Newton's Method, Multivariable (Section 31.7, optional)
$$\mathbf{x}_{k+1} = \mathbf{x}_k - H_f(\mathbf x_k)^{-1} \nabla f(\mathbf{x}_k).$$
The inverse Hessian replaces $1/f''$ from Chapter 11. Quadratic convergence near a nondegenerate critical point, but inverting an $n\times n$ matrix costs $\sim n^3$ — hence quasi-Newton (BFGS, L-BFGS) in practice.
Common Pitfalls
- Stopping at $\nabla f = \mathbf 0$: a critical point alone does not reveal its type — always apply the second-derivative test.
- Reading $D = 0$ as "no extremum": it only means the test is silent; check $f$ along well-chosen paths, including curves, not just lines.
- Pairing $f_x = 0$ and $f_y = 0$ solutions independently: solve the system; back-substitute and confirm both vanish.
- Forgetting the boundary in closed-region problems.

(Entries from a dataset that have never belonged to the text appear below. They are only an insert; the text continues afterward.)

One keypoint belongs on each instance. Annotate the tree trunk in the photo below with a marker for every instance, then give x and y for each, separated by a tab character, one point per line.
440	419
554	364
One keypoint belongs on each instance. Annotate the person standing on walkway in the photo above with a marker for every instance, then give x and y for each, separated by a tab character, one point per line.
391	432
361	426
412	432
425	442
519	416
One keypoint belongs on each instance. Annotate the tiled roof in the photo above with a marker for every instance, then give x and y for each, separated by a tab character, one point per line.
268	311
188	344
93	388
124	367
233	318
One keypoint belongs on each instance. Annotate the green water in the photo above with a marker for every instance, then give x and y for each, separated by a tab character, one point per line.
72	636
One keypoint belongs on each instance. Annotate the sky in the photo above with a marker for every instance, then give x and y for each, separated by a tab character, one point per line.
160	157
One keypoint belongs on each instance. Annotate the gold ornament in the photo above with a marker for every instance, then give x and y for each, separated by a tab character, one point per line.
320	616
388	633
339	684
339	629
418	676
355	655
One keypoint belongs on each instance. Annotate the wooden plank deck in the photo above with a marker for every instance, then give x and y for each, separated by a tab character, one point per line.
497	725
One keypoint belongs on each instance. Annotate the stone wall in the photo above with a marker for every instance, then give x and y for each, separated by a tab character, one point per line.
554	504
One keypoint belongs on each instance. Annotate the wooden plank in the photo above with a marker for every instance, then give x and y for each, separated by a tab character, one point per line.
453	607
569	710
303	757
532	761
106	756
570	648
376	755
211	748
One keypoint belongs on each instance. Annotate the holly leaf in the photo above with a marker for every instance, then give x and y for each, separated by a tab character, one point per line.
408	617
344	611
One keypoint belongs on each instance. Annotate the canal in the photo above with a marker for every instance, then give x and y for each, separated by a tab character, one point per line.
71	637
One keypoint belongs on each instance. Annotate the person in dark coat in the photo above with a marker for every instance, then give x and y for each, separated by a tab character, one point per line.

- Treating the Lagrange point as automatically optimal: it is a candidate; evaluate and compare. Watch the sign of $\lambda$ (it is signed). Use one $\lambda_i$ per constraint.
Connections
- Chapter 9: 1-D Extreme Value Theorem → its 2-D form here.
- Chapter 10: single-variable optimization and the closed-interval method → critical-point + boundary method here.
- Chapter 11: Newton's method (1-D) → multivariable Newton (Section 31.7).
- Chapter 29: partial derivatives and Clairaut's theorem → the symmetric Hessian.
- Chapter 30: the gradient and gradient descent → $\nabla f = \mathbf 0$ and the tangency argument behind Lagrange.
- Chapter 32: double and triple integrals — accumulation over the regions we optimized over.
Skills You Should Have
- Find critical points by solving the system $\nabla f = \mathbf 0$.
- Build the Hessian and compute $D$; apply the second-derivative test; handle $D = 0$ by path-testing.
- Classify in $n$ dimensions via Hessian eigenvalues.
- Find absolute extrema on closed regions (interior + boundary + compare).
- Apply Lagrange multipliers with one and with two constraints, and interpret $\lambda$.
- Recognize least squares / MLE as multivariable optimization and use convexity to certify a global optimum.
What's Next
Chapter 32 introduces double and triple integrals — accumulation over two- and three-dimensional regions, the natural generalization of the definite integral of Chapter 13, with applications to volume, mass, center of mass, and probability. Chapter 33 then develops the change of variables and the Jacobian that make those integrals computable.
Reflection
Single-variable calculus gave you peaks and valleys. Several variables gave you the saddle point — a place that is level yet neither highest nor lowest — and the constrained optimum, where a level curve kisses a constraint and two gradients fall into line. The Hessian reads the local geometry off the second derivatives; Lagrange multipliers optimize while tethered. From a household budget to a regression line to a trained network, the same equations are quietly doing the choosing — which is the only kind of optimization the real world ever asks for.